Zechariah 2:13 “Be still before the Lord, all mankind, because he has roused himself from his holy dwelling.”

I propose that being still can actually mean ‘letting go’.

Letting go of fussing: Have you ever played the ‘if only game’? If only I could get him/her to do this…if only I hadn’t done that. If only I could make my child do what I need them to do. You get the picture. Spending my energy fussing over what is wrong in life is not being still and knowing in the bottom of my heart that God really is God, and He really can calm ALL the waves in my life. He works for good in ALL things.

Letting go of fretting: You know the picture – Your child is home late, the bills are bigger than the income, maybe you’ve reached mid-life and don’t feel that you’ve ‘accomplished’ all you could have. Fretting over life takes a lot of energy, and it (in a subtle way) suggests that somehow I have the power to change things, that my ‘work’ of worry is going to make a difference in the outcome. Truthfully, being still and know that God is God, that He loves our children/spouse more than we do, that He is our provider, that our purpose comes from Him – that is what changes things. When we let go of fretting and release those things to God, we get out of the way so we can see His powerful work come about.

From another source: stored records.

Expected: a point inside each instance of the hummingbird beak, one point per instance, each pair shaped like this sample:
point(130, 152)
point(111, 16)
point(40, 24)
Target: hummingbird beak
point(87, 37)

Letting go of figuring: I am a great figurer-outer (not a word, but it works.) If I have a problem, I can find six books that address that problem from different angles, and figure out the answer. This is kind of like fretting, only instead of worrying, we are all about figuring things out and fixing them ourselves. No matter how much I figure things out, I still have a finite perspective on things. If I can instead (not after, but instead), be still and know that God is God, I can wait to see how He wants to fix things. After all, His perspective is infinite, and His results are beyond my imagination.

Hezekiah in 2 Chronicles 32 and Jehoshaphat in 2 Chronicles 20 both faced great big scary situations. But God delivered them. Again and again throughout the Bible, people who came to the end of themselves and relied on God found that He is faithful to meet them at their need.

Today, let’s ‘be still and know that He is God – for He will be exalted not just in the little things, but in the big things as well.